A brick struck his form, twanging loudly. He turned his head towards the thrower, a small boy of no more than six summers who twisted his lips in disgust. A mane of sandy hair fell from his head, nearly obscuring his face beneath the dirt encrusted strands. His blue eyes pierced deep into the soul of Kontos, and the World Eater looked away from his dark gaze. Why he did not bare a faceplate escaped the thoughts of Kontos, who desperately tried to pull himself free. His left arm finally came free, but as it did so a female Cultists charged forwards, a long curved blade in her hand. 

She snorted like a boar and punched the blade through his side. It slid through the armour, the vast bulk providing little resistance to the energy wreathed weapon. He felt his skin rip like paper, and it was followed close behind by the snapping and cracking of bone. He grunted and backhanded her away, crushing her larynx violently. She landed hard amongst the Cultists, slicing her throat with her clawed nails while gasping like a fish out of water. A nearby man raised a rifle from his robes, shouldering it weakly and slamming a fat round into the breach. 

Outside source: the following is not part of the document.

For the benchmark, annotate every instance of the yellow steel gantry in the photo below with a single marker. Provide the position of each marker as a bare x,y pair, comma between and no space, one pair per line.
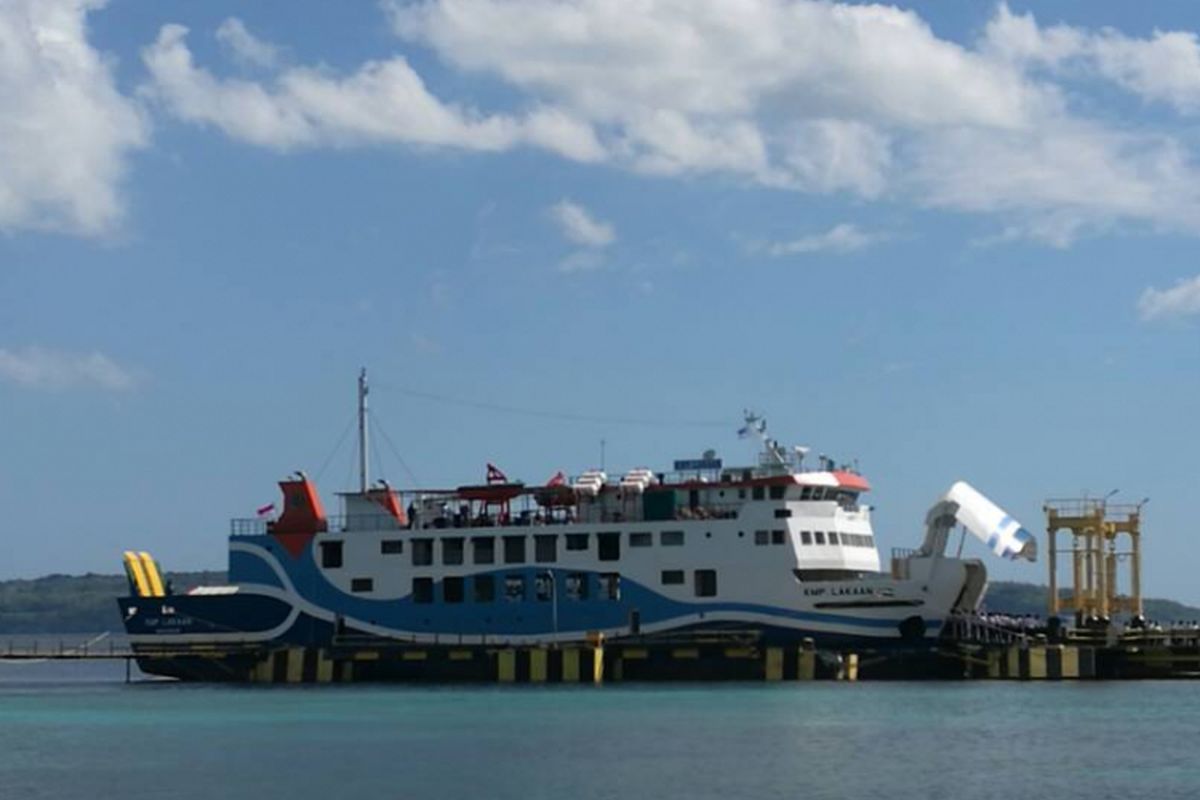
1095,527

The Astartes chuckled loudly, pink froth building at his lips. The man, clearly unnerved by this squeezed the trigger with his finger tightly and the round was sent spinning forwards. It struck his armour hard, but bounced away and struck a unfortunate bystander in the throat, slicing the flesh there with ease. Warm blood sprayed away from the wound and the man tumbled, landing on the ground. His body shuddered on the ground, leaking the bright red blood around the bare feet of his fellows. 

Kontos never stopped laughing, even as he ripped himself free and marched towards the cowering enemy. The first eight fell without time to cry out, the World Eater ripping through them with ease. The ninth managed to fire a short burst from his carbine before he lost the skin of his face, the pinky substance ripping away with ease. Bone peered out from beneath tight muscles and the man fell onto his back, dead. A hail of fire begun to rain down upon him as he advanced towards the altar, hastily emitted cries filtering above the sound of weapons fire. He smashed aside a old, frail looking man without remorse and leapt against the altar. 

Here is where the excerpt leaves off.